10. Thus it becomes necessary and important in the context to see as to whether the respondent is successful in establishing prima facie that the revision petitioner acted in collusion with the landlord.
11. In considering the said aspect, the institution of O.S. 747 of 1990 in which the revision petitioner is the 4th defendant has got relevance. It was during pendency of the said suit that the thatched shed of the respondent was set on fire. He alleged that he preferred a complaint before the police regarding the said mischief by the fire. Steps were taken by the revision petitioner to transfer the ownership of the shed in favour of the landlord on his obtaining an assignment of the original landlord's right, and as noticed an interim injunction was in force against such transfer of ownership. It was when the interim injunction was in force that the shed caught fire. The fact remains that the thatched shed in which respondent's father and after him the respondent was conducting the workshop was burned down. The said suit (O.S. 747 of 1990) later was decreed with costs. The mischief by fire necessitated the plaintiff to attend to the necessary works so that he could conduct the workshop in the same place. It was then that the revision petitioner issued notice to show cause as to why the construction should not be demolished. Again, it has to be noted that the respondent has a case that he is entitled to fixity under Section 106 of the Kerala Land Reforms Act. One of the ingredients therein is, the respondent should have constructed the structure; in other words he must be the owner of the structure. The attempt by the landlord to transfer the ownership in his favour in the Municipal record was foiled by the institution of O.S. 747 of 1990 and also the interim injunction. As noticed, later the suit itself was decreed. It was during the pendency of the said suit that the shed was set on fire in the cover of darkness. The said circumstances have inexorable connection with the case of the respondent that the revision petitioner issued the impugned notice at the behest of the landlord.

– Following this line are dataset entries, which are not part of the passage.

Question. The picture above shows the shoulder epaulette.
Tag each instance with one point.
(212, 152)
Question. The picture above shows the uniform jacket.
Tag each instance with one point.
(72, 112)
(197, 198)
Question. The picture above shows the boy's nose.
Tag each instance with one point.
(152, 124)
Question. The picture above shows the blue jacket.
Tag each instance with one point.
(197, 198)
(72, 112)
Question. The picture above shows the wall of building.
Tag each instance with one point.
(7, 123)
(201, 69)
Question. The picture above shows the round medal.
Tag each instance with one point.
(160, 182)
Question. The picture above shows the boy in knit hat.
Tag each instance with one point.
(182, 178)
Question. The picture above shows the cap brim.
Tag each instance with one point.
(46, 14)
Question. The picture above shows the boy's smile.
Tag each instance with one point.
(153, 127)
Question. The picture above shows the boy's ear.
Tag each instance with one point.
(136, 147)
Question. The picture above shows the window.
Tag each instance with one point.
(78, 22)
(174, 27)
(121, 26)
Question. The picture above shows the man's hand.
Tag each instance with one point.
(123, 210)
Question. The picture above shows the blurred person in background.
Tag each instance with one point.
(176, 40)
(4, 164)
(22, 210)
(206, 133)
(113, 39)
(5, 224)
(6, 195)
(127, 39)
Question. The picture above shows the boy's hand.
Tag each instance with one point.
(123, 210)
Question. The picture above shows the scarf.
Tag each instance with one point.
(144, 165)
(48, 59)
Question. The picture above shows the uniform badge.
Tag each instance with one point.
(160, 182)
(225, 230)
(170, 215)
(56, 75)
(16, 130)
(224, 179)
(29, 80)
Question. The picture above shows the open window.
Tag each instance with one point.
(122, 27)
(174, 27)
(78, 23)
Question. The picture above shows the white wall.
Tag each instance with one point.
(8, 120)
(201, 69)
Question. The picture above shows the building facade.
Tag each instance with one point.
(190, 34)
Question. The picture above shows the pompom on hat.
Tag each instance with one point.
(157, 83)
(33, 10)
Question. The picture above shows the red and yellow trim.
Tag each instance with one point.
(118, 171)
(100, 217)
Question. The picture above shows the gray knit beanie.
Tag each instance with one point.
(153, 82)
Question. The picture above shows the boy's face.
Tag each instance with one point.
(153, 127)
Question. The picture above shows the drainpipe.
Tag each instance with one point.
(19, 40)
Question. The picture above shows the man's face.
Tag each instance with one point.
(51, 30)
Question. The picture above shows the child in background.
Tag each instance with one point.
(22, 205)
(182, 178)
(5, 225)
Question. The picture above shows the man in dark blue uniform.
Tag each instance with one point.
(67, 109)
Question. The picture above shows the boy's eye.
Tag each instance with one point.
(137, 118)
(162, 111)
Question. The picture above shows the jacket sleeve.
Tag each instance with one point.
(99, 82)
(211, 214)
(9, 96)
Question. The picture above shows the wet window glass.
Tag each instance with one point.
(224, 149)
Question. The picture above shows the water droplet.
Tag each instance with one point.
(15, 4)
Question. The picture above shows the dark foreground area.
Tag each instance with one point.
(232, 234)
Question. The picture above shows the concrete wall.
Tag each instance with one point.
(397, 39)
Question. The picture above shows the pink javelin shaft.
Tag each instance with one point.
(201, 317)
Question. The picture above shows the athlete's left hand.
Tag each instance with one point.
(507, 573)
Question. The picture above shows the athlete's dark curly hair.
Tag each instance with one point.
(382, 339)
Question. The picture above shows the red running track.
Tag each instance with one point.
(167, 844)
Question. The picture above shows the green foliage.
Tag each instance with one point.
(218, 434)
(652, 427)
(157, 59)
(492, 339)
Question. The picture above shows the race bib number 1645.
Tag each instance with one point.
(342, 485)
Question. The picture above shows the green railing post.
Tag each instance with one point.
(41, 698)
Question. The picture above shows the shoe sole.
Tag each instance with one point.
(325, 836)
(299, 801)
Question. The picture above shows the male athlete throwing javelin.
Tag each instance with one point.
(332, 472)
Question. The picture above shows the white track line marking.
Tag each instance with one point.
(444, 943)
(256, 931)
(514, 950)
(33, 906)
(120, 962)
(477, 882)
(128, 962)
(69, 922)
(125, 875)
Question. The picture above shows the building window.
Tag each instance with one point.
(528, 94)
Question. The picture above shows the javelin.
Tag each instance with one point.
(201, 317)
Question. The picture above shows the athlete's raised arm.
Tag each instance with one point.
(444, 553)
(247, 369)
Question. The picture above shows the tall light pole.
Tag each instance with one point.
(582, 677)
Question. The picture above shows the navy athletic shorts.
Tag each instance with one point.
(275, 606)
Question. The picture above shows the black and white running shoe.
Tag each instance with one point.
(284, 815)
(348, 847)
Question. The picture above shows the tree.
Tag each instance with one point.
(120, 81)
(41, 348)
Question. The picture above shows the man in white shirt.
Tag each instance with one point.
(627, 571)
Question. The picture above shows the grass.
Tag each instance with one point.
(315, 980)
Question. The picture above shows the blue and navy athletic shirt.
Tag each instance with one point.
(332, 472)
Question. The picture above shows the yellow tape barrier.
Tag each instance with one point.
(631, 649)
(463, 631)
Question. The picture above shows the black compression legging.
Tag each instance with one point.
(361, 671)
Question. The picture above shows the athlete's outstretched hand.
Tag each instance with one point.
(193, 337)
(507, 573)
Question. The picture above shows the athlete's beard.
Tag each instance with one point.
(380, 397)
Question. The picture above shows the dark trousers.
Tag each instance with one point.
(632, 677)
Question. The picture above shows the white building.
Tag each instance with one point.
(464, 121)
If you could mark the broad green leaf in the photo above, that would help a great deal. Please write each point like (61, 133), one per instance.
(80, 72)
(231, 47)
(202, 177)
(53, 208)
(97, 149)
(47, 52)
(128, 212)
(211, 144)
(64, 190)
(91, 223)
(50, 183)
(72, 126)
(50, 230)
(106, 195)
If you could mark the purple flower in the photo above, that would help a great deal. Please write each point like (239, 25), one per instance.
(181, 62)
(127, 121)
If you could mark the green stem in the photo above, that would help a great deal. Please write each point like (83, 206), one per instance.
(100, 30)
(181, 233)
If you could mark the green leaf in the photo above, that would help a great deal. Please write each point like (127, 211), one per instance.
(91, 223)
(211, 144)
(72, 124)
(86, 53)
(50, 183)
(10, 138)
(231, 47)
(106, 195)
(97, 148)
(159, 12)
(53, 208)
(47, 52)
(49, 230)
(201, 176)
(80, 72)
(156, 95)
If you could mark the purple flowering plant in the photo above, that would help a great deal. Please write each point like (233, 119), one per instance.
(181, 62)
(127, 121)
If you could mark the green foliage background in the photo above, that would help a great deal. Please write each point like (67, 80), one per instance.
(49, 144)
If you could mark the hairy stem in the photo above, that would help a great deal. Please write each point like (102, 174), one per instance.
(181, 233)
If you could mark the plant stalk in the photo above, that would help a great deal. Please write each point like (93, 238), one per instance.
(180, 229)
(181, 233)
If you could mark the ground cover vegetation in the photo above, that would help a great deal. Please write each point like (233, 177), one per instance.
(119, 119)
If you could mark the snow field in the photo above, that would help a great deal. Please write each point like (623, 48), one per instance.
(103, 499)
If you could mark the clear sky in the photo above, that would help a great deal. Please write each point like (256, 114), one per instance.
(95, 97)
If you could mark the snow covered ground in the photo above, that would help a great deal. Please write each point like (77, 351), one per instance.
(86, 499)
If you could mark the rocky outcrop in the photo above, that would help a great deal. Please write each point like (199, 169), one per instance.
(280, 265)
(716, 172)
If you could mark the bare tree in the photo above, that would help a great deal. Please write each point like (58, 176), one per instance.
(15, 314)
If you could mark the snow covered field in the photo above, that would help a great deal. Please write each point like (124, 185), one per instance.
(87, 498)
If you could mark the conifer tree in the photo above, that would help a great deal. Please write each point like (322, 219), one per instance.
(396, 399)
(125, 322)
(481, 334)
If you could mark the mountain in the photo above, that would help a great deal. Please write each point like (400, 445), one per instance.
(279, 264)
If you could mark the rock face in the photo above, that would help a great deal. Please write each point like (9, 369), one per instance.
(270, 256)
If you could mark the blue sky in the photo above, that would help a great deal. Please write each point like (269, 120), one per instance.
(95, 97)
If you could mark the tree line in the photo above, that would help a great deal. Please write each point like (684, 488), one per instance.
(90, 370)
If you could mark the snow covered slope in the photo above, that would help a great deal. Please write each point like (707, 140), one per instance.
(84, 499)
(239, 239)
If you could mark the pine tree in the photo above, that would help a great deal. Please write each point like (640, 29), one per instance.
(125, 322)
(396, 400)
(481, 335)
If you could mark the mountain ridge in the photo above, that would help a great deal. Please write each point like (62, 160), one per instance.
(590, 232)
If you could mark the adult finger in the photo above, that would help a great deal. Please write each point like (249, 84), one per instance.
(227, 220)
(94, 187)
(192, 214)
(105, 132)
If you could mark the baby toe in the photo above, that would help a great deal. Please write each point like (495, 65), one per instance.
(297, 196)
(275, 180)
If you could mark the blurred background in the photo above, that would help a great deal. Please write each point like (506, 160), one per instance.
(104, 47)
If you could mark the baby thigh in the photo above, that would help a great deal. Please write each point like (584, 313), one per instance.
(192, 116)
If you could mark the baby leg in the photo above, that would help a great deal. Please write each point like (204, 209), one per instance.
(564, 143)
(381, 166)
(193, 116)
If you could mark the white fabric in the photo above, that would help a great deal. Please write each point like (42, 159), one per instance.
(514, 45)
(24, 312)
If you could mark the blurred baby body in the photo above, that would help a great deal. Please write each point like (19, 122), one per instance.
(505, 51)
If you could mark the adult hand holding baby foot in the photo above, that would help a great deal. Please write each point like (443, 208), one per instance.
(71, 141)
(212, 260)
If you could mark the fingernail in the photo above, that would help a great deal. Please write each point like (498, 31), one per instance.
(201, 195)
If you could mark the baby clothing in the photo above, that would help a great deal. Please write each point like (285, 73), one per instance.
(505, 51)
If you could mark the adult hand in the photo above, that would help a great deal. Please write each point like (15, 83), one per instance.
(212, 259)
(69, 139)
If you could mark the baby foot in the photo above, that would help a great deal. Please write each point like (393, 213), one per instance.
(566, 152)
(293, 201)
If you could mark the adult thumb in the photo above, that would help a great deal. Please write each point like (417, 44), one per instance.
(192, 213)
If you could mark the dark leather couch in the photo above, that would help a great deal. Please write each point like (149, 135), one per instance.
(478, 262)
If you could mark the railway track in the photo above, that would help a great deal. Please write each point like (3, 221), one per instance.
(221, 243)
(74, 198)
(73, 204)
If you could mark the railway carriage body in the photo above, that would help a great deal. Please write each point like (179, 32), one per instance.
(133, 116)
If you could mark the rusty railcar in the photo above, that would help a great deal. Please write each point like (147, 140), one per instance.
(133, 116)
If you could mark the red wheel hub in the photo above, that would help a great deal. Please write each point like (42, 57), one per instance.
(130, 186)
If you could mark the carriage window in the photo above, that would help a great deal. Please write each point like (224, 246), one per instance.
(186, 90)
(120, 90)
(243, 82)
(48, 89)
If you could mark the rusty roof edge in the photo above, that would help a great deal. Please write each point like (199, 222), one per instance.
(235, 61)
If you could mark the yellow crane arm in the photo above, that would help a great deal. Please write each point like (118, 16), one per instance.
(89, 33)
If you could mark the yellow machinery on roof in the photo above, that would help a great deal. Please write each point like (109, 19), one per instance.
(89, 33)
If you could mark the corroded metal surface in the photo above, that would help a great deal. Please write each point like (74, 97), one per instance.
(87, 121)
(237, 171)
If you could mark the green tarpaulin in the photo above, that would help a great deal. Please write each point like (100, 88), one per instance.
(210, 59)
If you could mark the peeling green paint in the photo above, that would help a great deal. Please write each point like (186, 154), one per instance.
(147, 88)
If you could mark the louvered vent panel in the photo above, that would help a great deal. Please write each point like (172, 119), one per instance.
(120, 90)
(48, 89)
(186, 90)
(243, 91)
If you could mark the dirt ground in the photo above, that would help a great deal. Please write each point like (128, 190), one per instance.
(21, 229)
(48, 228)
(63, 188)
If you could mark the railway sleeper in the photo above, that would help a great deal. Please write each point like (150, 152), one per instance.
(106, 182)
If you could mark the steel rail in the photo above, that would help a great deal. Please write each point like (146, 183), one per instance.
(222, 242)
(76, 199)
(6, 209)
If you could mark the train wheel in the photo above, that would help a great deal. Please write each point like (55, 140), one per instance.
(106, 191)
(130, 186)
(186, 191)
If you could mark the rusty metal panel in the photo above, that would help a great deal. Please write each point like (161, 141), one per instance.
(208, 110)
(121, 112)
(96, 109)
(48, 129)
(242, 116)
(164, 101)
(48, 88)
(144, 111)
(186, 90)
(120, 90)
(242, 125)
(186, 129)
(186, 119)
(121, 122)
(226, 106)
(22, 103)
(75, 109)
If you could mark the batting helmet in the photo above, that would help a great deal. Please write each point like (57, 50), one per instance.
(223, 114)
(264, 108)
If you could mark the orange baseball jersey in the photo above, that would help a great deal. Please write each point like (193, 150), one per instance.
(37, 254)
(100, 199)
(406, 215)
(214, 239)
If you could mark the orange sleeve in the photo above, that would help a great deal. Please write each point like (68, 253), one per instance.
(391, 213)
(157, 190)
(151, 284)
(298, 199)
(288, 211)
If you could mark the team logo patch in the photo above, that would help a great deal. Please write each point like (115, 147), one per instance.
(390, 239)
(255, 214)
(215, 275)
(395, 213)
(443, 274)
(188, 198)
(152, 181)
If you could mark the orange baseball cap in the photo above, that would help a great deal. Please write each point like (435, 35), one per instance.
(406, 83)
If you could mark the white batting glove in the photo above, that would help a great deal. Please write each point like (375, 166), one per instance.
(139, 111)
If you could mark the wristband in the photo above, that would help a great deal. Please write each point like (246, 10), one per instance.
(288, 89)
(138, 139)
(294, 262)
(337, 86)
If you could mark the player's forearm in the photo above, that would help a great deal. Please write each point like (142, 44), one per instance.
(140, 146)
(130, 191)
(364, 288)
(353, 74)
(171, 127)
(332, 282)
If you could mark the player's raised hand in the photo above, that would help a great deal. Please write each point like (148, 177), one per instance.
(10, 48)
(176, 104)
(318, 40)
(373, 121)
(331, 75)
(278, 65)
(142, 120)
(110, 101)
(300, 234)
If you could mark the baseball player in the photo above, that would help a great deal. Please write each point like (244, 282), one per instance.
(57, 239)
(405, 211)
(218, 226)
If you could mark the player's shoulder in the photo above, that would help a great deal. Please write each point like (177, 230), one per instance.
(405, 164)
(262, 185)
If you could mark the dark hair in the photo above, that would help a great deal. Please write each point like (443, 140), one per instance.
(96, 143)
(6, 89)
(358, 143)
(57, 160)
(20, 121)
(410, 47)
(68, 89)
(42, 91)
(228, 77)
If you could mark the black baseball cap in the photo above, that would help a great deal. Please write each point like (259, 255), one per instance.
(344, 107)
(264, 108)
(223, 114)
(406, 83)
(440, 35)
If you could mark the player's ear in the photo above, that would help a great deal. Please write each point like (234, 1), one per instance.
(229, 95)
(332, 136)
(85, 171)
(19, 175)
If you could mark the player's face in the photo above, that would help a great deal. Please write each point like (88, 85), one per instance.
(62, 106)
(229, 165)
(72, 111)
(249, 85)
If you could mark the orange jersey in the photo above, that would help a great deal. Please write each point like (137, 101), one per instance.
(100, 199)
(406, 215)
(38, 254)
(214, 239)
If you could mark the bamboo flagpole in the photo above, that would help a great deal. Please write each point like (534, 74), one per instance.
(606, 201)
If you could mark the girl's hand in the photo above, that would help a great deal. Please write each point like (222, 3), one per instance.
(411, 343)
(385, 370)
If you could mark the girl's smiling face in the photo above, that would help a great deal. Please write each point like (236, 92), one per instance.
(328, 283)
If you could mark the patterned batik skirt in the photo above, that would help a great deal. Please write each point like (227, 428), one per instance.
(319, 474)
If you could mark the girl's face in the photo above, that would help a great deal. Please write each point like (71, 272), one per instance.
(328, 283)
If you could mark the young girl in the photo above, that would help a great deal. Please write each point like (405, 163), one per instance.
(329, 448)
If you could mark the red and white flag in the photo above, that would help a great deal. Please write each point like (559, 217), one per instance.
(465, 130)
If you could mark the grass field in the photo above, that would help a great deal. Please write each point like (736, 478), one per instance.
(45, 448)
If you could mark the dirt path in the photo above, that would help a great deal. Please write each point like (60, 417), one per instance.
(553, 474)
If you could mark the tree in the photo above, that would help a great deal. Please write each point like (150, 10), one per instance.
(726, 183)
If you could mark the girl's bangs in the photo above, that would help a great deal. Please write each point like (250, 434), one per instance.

12. In the decision in Joshus v. Geevarghese Mar Dioscorus (1979-85) KUC 243) a Division Bench of this Court held that prima facie case would mean only that there should be a bona fide contention between the parties or a serious question to be tried, (--) there should be a "fair or arguable or debatable case". Another Division Bench of this Court in Muthukoya v. Muthukoya, (1988) 1 Ker LT 664, as regards prima facie case held that the Court should consider whether there is a bona fide contention between the parties or a serious question to be tried. With due regard to the said facts and circumstances, it is undoubtedly clear that there is a fair and debatable case for the revision petitioner to go for trial. Thus the contention of the learned counsel for the revision petitioner that the petitioner has no prima facie case cannot be accepted.
13. As regards the question of irreparable loss and inury, there can be no doubt that if the building is demolished before the adjudication in the suit, respondent will be put to irreparable loss and injury. The respondent has urged that there are seven workers working in the workshop along with him and that if the building is demolished, all of them would lose their means of livelihood. Then it has also to be found that the balance of convenience is in favour of the respondent for if the building is demolished during the pendency of the suit, the relief sought in the plaint itself would become infructuous. Thus, the argument advanced by the learned counsel for the revision petitioner is not acceptable and hence the C.R.P. is liable to be dismissed.
In the result the revision fails and the same is dismissed.